Fecho as janelas. Acabrunho-me nos meus lençóis. E finalmente Ele liga. O som
era de quem estava no banheiro, sua voz ressoava nos azulejos. Disse estar num
restaurante com ela. E eu aqui esperando um convite. Perguntou se já havia me
alimentado, se desejava um delivery, qualquer serviço de entrega. Puta que
pariu, disse. Seu canalha, minha fome é de você. Só agora me liga. Esquece-me
toda vez que ela chega. Estão comemorando o emprego novo? Ela vem morar com
você? Nessa altura, só existe silêncio nos azulejos e minha voz continua,
continua, continua, ora embargada, ora exaltada. Assim não dá, diz Ele, e
desliga.
Olho
aos lados e não vejo nada. É tudo vermelho. Tudo amargo. Desespero-me, me
arrependendo do dito e ainda querendo dizer mais, querendo dizer que nunca mais
me chame de doce, que nunca mais me procure, que suma da minha vida, que, por
favor, volte pra mim, deixe ela, venha aos meus braços, me deixe acarinhar seu
cachos castanhos, sentir seu sorriso pelas mãos, seu peso sob meu corpo. Meu
doce na sua boca.
Choro.
Giro sob mim. Pego todos os aparelhos de telefone e quebro-os no chão. Não me
aquietou. Agora, um silêncio alquebrado. Faço um chá, tomo um calmante e
caminho por todo meu apartamento, ainda com a camisola de ontem.
Mais
calma, me banho, coloco hidratantes nos pés e fico quietinha esperando o efeito
da calmaria, da resignação, do apaziguamento. O interfone toca. Meio tonta,
coração palpitando, vou rapidamente atendê-lo. Era Pedro. Trouxe remédio para
minha dor de cabeça, que ia me ajudar nos trabalhos acumulados, que ia fazer a
faxina no caos do meu apartamento. Era Pedro. Deixe-o entrar, convidei para
dormir ao meu lado, apenas dormir, pois com ele não posso ser inteira, o outro
é minha metade.
Dias
depois, Pedro ainda estava comigo, mas de saída. Fiquei aliviada com o silêncio
que agora me invadiria. Despediu-se ao pôr do sol e ao sair do prédio, viu em
frente um sedã cinza, com alguém a olhar para a sacada do primeiro andar, o
celular sob o ouvido, discando insistentemente, mas ainda calado. Pedro entrou
em seu carro, sorriu feliz, e foi-se, lembrando que na sua faxina, havia jogado
fora os restos dos aparelhos telefônicos.
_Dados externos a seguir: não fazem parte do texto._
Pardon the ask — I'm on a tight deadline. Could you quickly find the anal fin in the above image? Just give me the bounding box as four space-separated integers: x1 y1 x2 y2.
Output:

Senti o sussurro de cada palavra dita e das imagens que ecoavam em minha mente. Brutas palavras, derradeiras imagens. Reconheço-as no não dito, mas que faz meu corpo tremer de tanto que as sinto na alma. Este doce amargo veneno. Sei quem bebe e dele bebo também. Você é uma devoradora de almas.